Dallo scorso aprile chi usa l’IA può essere chiamato a rispondere davanti ad un giudice penale per aver usato quel programma informatico.
Con l’introduzione dell’art. 26 della legge 132 del 2025 il legislatore ha voluto punire con una aggravante specifica la commissione di un reato commesso utilizzando sistemi di IA ed ha previsto nuovi reati punendo comportamenti illeciti che utilizzano l’IA per la loro consumazione.
Quindi, qualsiasi condotta criminosa che utilizzi un sistema di IA vedrà l’entità della condanna aumentata “quando gli stessi, per la loro natura o per le modalità di utilizzo, abbiano costituito mezzo insidioso, ovvero quando il loro impiego abbia comunque ostacolato la pubblica o la privata difesa, ovvero aggravato le conseguenze del reato”. Il legislatore ha avvertito la necessità di tutelare l’interesse publico affinché le potenzialità dei sistemi di IA non agevoli condotte criminali o ne consenta di acquisire i profitti o di sottrarsi alle indagini.
Si pensi alle attività di truffatori che utilizzando sistemi di IA simulano al telefono le voci dei figli che chiedono aiuto economico ai genitori per evitare inesistenti sanzioni o situazione di presunto pericolo, oppure l’utilizzo dell’IA per riprodurre atti, sigilli o firme per simulare la proprietà di un immobile che si vuole vendere.
Ma, sull’onda di recenti episodi che hanno visto protagonisti personaggi famosi attraverso la ricostruzione informatica di immagini intime per estorcergli denaro in cambio della non diffusione di quelle immagini, o di siti che consentivano di “spogliare” quei personaggi, il legislatore ha voluto introdurre alcuni reati specifici che possono essere commessi con l’uso dell’IA. Tra questi di particolare interesse è l’Art. 612 quater del CP che recita; Chiunque cagiona un danno ingiusto ad una persona, cedendo, pubblicando o altrimenti diffondendo, senza il suo consenso, immagini, video o voci falsificati o alterati mediante l’impiego di sistemi di intelligenza artificiale e idonei a indurre in inganno sulla loro genuinità, è punito con la reclusione da uno a cinque anni.
Questo reato è una vera rivoluzione del mondo digitale.
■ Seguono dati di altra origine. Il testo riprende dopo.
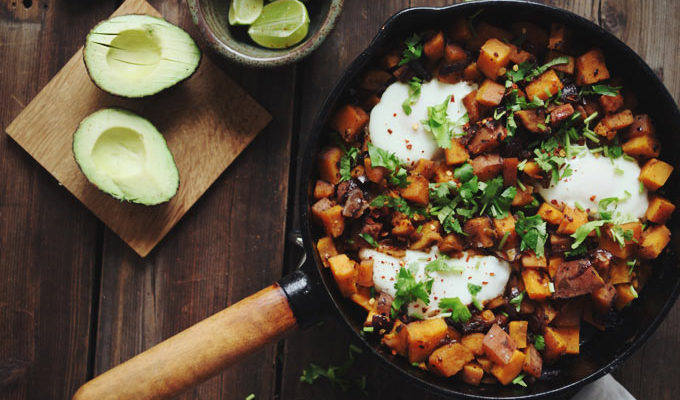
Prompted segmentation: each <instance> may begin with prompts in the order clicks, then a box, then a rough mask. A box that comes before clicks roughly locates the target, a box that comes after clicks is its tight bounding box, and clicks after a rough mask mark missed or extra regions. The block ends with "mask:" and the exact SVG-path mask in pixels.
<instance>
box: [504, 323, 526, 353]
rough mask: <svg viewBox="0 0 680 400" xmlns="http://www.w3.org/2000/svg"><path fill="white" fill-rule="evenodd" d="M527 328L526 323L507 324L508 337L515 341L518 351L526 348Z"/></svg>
mask: <svg viewBox="0 0 680 400" xmlns="http://www.w3.org/2000/svg"><path fill="white" fill-rule="evenodd" d="M528 327H529V322H528V321H510V323H509V324H508V331H509V332H510V337H511V338H512V340H514V341H515V344H516V345H517V348H518V349H523V348H525V347H527V328H528Z"/></svg>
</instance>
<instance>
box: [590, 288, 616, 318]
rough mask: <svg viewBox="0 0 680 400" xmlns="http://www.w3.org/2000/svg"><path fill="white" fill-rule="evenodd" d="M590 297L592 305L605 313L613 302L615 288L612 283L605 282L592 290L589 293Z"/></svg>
mask: <svg viewBox="0 0 680 400" xmlns="http://www.w3.org/2000/svg"><path fill="white" fill-rule="evenodd" d="M590 297H591V299H593V303H592V304H593V307H595V309H596V310H597V311H598V312H599V313H600V314H606V313H607V311H609V309H611V308H612V304H613V303H614V298H615V297H616V288H615V287H614V285H612V284H611V283H609V282H607V283H605V285H604V286H602V287H601V288H599V289H596V290H595V291H593V293H591V294H590Z"/></svg>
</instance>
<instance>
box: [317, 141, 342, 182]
mask: <svg viewBox="0 0 680 400" xmlns="http://www.w3.org/2000/svg"><path fill="white" fill-rule="evenodd" d="M342 155H343V152H342V150H341V149H340V148H339V147H330V148H327V149H325V150H323V151H321V154H319V177H320V178H321V179H323V180H324V181H326V182H330V183H332V184H336V183H338V182H340V167H339V165H338V163H339V162H340V159H341V158H342Z"/></svg>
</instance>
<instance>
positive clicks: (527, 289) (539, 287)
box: [522, 269, 552, 300]
mask: <svg viewBox="0 0 680 400" xmlns="http://www.w3.org/2000/svg"><path fill="white" fill-rule="evenodd" d="M522 281H523V282H524V288H525V290H526V291H527V294H528V295H529V298H531V299H532V300H542V299H545V298H548V297H550V295H551V294H552V293H551V292H550V285H549V283H550V278H549V277H548V275H547V274H546V273H544V272H543V271H540V270H537V269H523V270H522Z"/></svg>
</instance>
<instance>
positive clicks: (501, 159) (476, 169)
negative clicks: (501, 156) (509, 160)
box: [470, 154, 503, 181]
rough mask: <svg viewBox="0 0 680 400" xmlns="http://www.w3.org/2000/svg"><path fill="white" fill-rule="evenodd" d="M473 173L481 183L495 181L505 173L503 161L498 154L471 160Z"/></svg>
mask: <svg viewBox="0 0 680 400" xmlns="http://www.w3.org/2000/svg"><path fill="white" fill-rule="evenodd" d="M470 164H471V165H472V170H473V173H474V174H475V175H476V176H477V178H479V180H480V181H488V180H489V179H493V178H495V177H496V176H498V174H500V173H501V172H502V171H503V159H502V158H501V156H499V155H498V154H484V155H481V156H478V157H475V158H473V159H472V160H470Z"/></svg>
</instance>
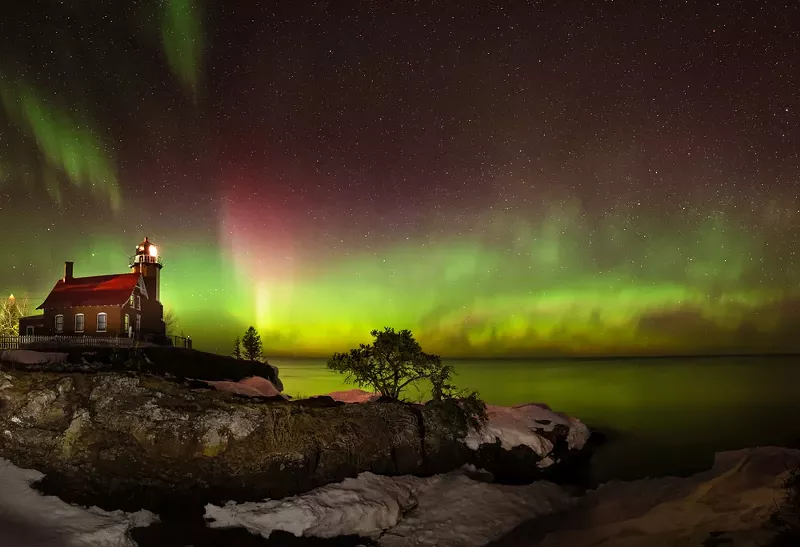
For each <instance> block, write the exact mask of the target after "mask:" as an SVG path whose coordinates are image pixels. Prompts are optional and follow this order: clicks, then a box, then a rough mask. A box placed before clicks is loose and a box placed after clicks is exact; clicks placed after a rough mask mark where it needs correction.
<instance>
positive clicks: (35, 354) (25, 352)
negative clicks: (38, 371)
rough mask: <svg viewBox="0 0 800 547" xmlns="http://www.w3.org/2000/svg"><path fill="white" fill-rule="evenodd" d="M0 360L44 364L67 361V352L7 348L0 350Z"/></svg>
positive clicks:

Basta fare un “giro” sui principali social, da Tic Toc ad Instagram, per verificare come siano estremamente frequenti i post nei quali vengono riprodotte immagini di personaggi famosi, dello spettacolo, dello sport o esponenti politici, ai quali vengono fatti pronunciare discorsi che non sono mai avvenuti (ultimamente è girato sui social un discorso di Giovanni Falcone sulla separazione delle carriere dei magistrati che ha tratto in inganno anche un importante magistrato che lo ha erroneamente citato in un talk show televisivo.
Un fenomeno, questo, che la norma penale intende reprimere in ragione della sua pericolosità che incide fortemente sugli orientamenti politici-culturali-sociali della collettività, sulla reputazione dei soggetti coinvolti ed in generale sulla affidabilità dei mezzi di comunicazione informatici.